DENON DA-307
¥35,000(1978年頃)
解説
ダイナミックダンピング機構を採用したトーンアーム。
アーム鳴きとハウリングの影響を抑えるためダイナミック・ダンピング機構を採用しています。
この方式ではトーンアームのボディとパイプ間に適当な粘性を有するダンパーゴムを挿入した構造となっています。これにより従来解決することが難しかった振動的な問題を効果的に改善しています。
ダイナミックダンピング方式ではプレイヤーのキャビネット等から伝わる振動雑音を受けにくく、使用カートリッジの再生音に色付けすることが少なくなり、カートリッジ自体のキャラクターを引き出しています。また、スピーカーからの音圧などに対しても効果的なフィルター作用を持つためトーンアームを構成する各パーツの固有振動が軽減されています。

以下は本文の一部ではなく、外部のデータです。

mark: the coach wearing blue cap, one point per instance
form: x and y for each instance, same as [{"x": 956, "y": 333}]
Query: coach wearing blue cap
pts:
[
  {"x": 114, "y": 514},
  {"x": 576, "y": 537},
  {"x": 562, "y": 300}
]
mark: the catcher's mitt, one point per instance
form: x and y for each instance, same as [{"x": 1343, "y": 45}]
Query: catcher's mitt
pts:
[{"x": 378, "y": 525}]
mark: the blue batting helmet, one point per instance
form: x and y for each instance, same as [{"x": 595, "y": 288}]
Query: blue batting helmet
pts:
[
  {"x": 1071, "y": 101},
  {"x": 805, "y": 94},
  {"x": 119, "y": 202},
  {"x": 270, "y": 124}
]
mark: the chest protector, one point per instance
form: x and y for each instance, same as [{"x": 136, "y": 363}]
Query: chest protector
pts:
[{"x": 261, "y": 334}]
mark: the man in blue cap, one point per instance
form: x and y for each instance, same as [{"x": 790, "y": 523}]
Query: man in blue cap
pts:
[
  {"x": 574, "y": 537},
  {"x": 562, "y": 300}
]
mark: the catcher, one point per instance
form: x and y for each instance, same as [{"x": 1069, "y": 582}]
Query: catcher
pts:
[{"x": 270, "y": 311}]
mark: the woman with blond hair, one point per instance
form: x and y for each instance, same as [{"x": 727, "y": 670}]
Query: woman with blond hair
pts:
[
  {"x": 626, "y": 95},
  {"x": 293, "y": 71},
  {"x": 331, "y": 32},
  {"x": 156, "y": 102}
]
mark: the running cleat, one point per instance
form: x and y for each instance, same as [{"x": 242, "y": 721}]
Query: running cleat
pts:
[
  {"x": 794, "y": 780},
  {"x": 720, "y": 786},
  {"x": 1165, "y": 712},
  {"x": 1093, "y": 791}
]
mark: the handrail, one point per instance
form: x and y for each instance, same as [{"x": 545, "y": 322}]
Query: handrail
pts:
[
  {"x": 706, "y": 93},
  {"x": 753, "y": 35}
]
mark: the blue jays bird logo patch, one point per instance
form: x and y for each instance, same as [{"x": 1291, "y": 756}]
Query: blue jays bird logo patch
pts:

無接触式のインサイドフォースキャンセラーを搭載しています。
この機構は回転ドラムと磁石の間隔に応じて吸引力を変化させることでインサイドフォースをキャンセルしています。この方式は無接触構造なのでトーンアームの性能を損なわず、レコード状のカートリッジの針先位置によるインサイドフォースの変化に追随できるので適正なアウトサイド・フォース量を得ることができます。
また、ワンタッチでキャンセル機能をOFFにすることもできるため、ゼロバランス調整時にも問題になりません。
針圧調整にはマイクロメーター式を採用しています。
回転軸受部の水平回転軸受には高級ミニチュアボールベアリングを採用しており、長期間にわたる高感度・高信頼性を得ています。また、上下可動部にはアンギュラ型ミニチュアベアリングと焼き入れ処理を施した上で研磨仕上げをしたピボットを使用しており、高感度と安定を実現しています。
また、軸受部は特殊弾性体によって保護されており、外部振動からの影響を低減しています。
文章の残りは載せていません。